Economy News

CP rates continue to harden as RBI tightens liquidity

High CP rates are not good news for companies as it raises the cost of short-term funds for them.

Rates on commercial papers (CPs) with short-term maturity have risen sharply in the past two months as the Reserve Bank of India (RBI) has tightened the leash on liquidity. CP rates with maturity of two-three months have surged nearly 40 basis points since August, hitting non-banking financial companies (NBFCs) the most.

High CP rates are not good news for companies as it raises the cost of short-term funds for them. CP is a debt instrument issued by companies to meet their short-term financing requirements from the money market.

“Banks have become selective in giving short-term loans to companies due to liquidity tightening. Number of banks started facing liquidity issues after the RBI imposed ICRR to address the issue of excess liquidity,” Venkatakrishnan Srinivasan, founder and managing partner, Rockfort Fincap, a debt advisory firm, told FE. “Supply of CPs have also increased in the recent months which has also contributed to the hardening of rates,” he added.

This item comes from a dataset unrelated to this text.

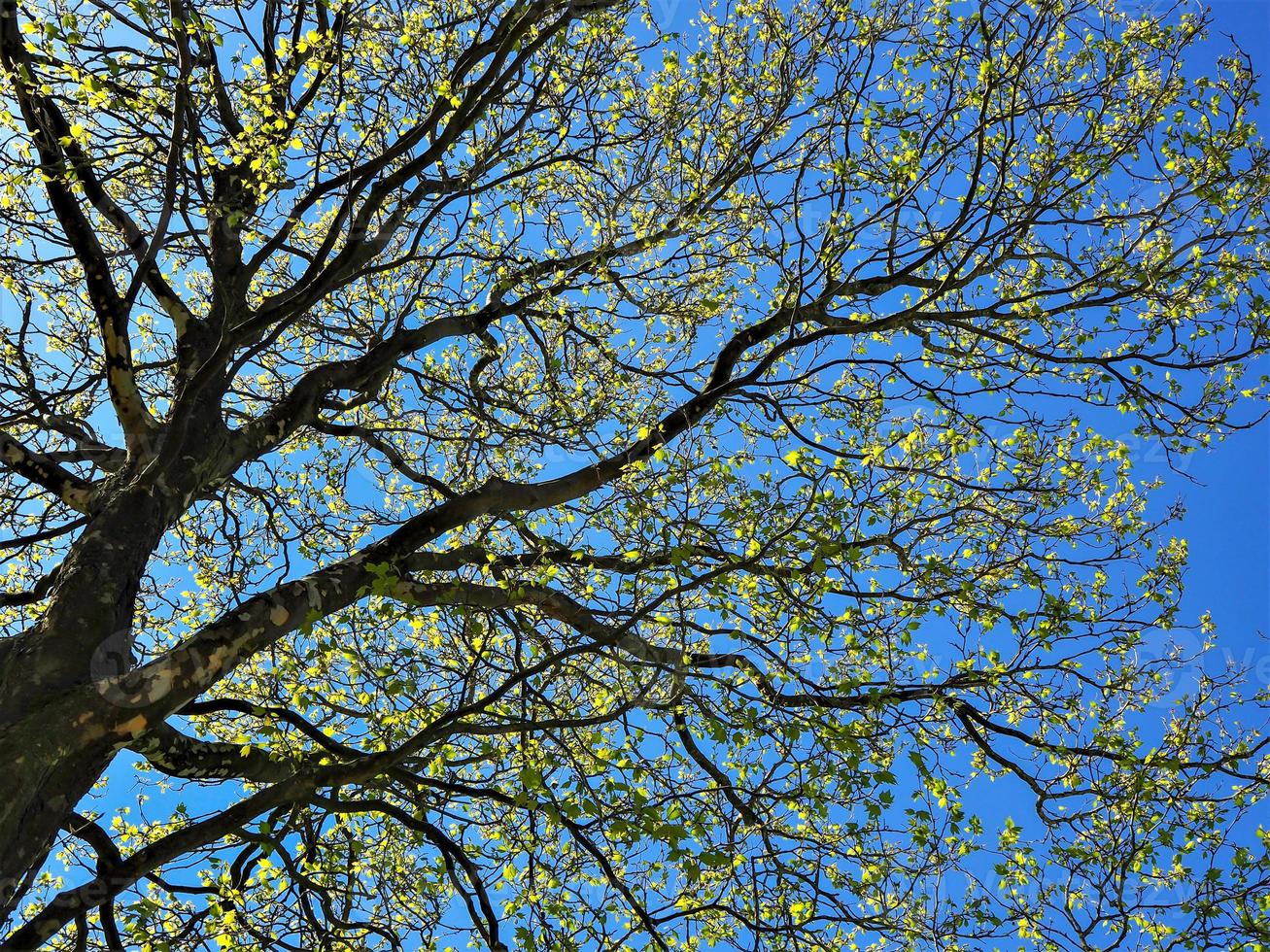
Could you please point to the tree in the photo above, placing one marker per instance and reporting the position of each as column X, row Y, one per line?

As per the National Securities Depository Limited (NSDL) data, companies raised Rs 91,764 crore through 381 CP issuances in July while in September, they raised `1.21 trillion in September, indicating a high supply of these papers.

NBFCs have been hit the hardest by the surge in rates as they have to raise funds now at around 7.40-7.55% against 7.03-7.15% at the start of August.

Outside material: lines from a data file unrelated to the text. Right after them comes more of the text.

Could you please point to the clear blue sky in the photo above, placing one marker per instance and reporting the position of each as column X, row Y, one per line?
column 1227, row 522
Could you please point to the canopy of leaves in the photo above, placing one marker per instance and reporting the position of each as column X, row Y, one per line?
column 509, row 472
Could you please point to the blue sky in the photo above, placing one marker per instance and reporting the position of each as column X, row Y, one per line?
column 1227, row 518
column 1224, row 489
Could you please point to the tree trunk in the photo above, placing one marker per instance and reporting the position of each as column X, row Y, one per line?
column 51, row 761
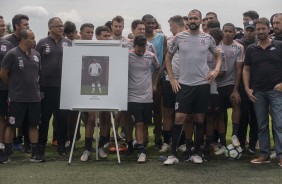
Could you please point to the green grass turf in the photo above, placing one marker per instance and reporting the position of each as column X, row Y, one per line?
column 56, row 170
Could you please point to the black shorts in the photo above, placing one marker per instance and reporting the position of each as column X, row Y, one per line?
column 140, row 112
column 3, row 103
column 193, row 99
column 95, row 78
column 224, row 96
column 19, row 112
column 168, row 95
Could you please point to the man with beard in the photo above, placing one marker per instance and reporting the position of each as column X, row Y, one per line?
column 192, row 88
column 51, row 51
column 5, row 46
column 228, row 85
column 159, row 42
column 277, row 26
column 263, row 84
column 20, row 70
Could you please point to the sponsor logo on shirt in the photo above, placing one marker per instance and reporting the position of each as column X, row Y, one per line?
column 203, row 41
column 47, row 49
column 176, row 105
column 21, row 64
column 36, row 59
column 3, row 48
column 64, row 44
column 146, row 61
column 12, row 120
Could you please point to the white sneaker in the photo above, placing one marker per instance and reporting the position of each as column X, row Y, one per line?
column 85, row 156
column 220, row 151
column 196, row 159
column 273, row 155
column 235, row 141
column 141, row 158
column 171, row 160
column 102, row 153
column 182, row 148
column 165, row 148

RBI’s decision to impose ICRR has played a crucial role in sucking excess liquidity. RBI governor Shaktikanta Das on August 10 announced that banks would be required to maintain ICRR of 10% on the increase in their deposits between May 19 and July 28, to absorb surplus liquidity of `1 trillion from the banking system. Apart from imposing ICRR, the RBI has been conducting variable rate reverse repo (VRRR) auctions to drain excess liquidity.

“Rates on CPs are expected to remain elevated in the near term because the RBI has made it very clear that it will continue to suck out excess liquidity from the banking system,” Vijay Singh Gour, lead analyst – BFSI Research, Care Ratings, told FE.